The capital infusion will fuel product development, according to Perony. "With the release of ... our new deep learning framework for acoustic modeling at scale, we can now deploy language-agnostic models that further improve over time through supervised learning on ... labels, and unsupervised learning on raw human emotions in enterprise data sets," he said. "Through our ... platform, enterprises can leverage OTO to provide ... agents with real-time coaching and automating parts of quality assurance."

A new data set

Oto's conversational system leverages lexical information to understand opinions and acoustic information and decipher voiced emotions, according to Borschberg. But getting to this point was anything but easy.

Building on the SRI team's technical scaffolding, Oto compiled one of the largest sets of emotionally tagged speech data -- the Oto Emotion Dataset -- containing over 10,000 utterances from 3,000 speakers. (The goal is to reach 1 million hours by 2020.) By modeling tones together with phrases and words, an AI classifier trained on the corpus learned the relationships between what was spoken and how it was spoken, making use of an encoding scheme Borschberg describes as "acoustically aware" embeddings.

He claims that in an experiment designed to model the arousal (i.e., degree of intensity) of an emotion, which can inform the direction a conversation might take, Oto's systems were up to 40% more accurate than models that didn't factor in acoustics. Subsequent tests showed that the models were able to distinguish equally well between angry and sad data samples as between happy and sad samples -- up to 60% better in the case of the former compared with baseline text-only classifiers.

A powerful platform

The data set and model underpin Oto's web-hosted toolset, which is designed to be language-independent and plug-and-play for clients -- chiefly in the customer service segment. Its suite provides call center agents with in-call coaching to elevate their overall performance while at the same time optimizing the quality assurance process with targeted call sampling and objective metrics.

Oto's tools take advantage of SRI's SenSay Analytics, which performs real-time speaker state classification from spoken audio. It effectively transforms a spoken conversation into thousands of acoustic properties every second, building a live map of how an interaction is unfolding and allowing the system to drill down into the second-by-second acoustic structure.

Concretely, an interactive visual widget helps the agents employed by Oto's customers remain engaged during calls. (Agents see messages like "We're noticing low energy levels -- try to sound more engaged" when they slip into monotone.) Live dashboards surface real-time metrics and allow managers to play back calls, and root cause and topic modeling tools enable the targeting of key moments (like interest to purchase and satisfaction) and trigger automation.

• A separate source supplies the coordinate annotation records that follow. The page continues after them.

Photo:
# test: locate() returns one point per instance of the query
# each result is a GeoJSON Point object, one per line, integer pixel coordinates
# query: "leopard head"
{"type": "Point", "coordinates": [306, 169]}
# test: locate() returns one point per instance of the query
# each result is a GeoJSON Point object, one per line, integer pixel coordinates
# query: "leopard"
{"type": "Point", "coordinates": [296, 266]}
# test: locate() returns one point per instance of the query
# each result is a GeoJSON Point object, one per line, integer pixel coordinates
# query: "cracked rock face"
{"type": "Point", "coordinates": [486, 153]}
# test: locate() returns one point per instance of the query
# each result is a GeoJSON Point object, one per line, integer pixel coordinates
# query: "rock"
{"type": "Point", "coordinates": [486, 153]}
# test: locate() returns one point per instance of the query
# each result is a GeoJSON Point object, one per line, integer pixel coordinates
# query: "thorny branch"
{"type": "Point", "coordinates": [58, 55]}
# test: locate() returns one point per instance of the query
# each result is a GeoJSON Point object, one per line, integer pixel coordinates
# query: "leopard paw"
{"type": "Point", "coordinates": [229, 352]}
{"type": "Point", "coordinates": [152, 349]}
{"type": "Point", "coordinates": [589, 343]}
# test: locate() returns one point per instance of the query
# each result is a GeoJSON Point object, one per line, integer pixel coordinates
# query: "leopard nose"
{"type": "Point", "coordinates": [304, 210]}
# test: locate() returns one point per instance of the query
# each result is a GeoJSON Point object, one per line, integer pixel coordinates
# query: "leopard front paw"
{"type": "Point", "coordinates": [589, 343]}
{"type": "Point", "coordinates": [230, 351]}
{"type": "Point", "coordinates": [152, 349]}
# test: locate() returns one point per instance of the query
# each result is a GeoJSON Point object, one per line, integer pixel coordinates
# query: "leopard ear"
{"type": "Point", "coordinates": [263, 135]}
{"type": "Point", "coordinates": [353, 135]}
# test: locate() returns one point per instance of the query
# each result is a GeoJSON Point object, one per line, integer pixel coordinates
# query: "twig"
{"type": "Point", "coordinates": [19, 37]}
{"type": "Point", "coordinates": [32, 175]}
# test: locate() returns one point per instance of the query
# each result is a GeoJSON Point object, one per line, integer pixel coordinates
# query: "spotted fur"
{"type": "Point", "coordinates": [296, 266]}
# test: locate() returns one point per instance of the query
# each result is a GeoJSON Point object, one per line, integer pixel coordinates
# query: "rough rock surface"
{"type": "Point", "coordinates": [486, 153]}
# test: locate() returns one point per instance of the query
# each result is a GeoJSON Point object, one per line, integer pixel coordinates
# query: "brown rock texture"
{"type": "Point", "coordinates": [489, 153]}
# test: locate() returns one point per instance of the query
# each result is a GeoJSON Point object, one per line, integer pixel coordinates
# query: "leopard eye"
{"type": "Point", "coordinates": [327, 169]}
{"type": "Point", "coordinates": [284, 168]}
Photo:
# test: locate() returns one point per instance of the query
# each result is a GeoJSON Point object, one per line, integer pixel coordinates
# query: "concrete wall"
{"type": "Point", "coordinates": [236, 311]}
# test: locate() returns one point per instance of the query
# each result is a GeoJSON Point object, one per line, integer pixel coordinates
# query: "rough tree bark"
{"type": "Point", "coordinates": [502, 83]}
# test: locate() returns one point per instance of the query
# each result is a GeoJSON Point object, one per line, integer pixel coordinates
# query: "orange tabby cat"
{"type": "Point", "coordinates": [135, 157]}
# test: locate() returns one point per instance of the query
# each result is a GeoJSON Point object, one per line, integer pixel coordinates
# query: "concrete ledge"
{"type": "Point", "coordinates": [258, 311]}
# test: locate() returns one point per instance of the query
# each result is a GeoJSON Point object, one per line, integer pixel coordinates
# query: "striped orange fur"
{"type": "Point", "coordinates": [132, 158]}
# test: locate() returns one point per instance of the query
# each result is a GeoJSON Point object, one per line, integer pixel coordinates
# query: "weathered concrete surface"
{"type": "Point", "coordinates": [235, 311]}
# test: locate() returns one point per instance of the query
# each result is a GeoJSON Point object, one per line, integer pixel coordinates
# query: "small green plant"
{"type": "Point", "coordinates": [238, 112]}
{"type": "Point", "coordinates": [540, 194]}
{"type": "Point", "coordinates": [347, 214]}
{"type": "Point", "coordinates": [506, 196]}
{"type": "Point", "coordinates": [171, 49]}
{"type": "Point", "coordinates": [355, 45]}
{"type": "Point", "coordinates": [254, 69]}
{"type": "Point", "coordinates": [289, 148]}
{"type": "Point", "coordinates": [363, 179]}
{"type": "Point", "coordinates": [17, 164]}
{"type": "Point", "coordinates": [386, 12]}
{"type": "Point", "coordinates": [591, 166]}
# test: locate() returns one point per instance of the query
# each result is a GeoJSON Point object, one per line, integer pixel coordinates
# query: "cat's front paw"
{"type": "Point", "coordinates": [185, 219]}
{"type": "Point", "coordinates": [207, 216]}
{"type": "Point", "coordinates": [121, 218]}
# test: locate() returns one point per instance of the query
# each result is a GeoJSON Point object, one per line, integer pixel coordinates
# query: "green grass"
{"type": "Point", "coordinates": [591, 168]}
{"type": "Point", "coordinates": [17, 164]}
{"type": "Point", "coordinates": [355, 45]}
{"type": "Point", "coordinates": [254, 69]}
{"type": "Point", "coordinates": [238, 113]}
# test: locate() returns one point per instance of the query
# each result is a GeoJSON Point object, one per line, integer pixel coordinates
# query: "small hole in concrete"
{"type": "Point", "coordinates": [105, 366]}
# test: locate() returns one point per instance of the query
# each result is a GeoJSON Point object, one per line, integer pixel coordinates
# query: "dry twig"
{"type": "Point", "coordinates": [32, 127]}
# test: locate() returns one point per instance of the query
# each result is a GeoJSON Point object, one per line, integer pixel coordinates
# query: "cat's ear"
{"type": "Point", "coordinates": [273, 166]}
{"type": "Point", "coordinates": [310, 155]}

Borschberg says Oto has to date extracted over 3 billion intonation measurements from customer conversations, which have helped it model different sets of behaviors at over 90% accuracy on intonation. Moreover, in one pilot deployment, Oto's coaching tools increased overall conversation engagement by 19%, leading to an increased sales conversion rate of 5% on "tens of thousands" of inbound calls. (Customers like ACD Direct say they've seen conversion rates increase by up to 18%.)

In a separate evaluation involving 4,000 hours of inbound sales conversations with an approximately 50% conversion rate, Oto trained its models to capture the acoustic signature of a successful sale and tested them against recordings its models had never heard. Oto reached 94% accuracy in predicting the outcome of a call from its acoustics alone, Borschberg claims.

"We are building the next generation of speech technology to humanize conversations by unlocking the trove of behavioral insights found in our daily communications," said Borschberg. "We're finally emerging from the research phase and are thrilled to be deploying our technology in the U.S. and EU to help enterprises better understand human behaviors like engagement, interest to purchase, and satisfaction."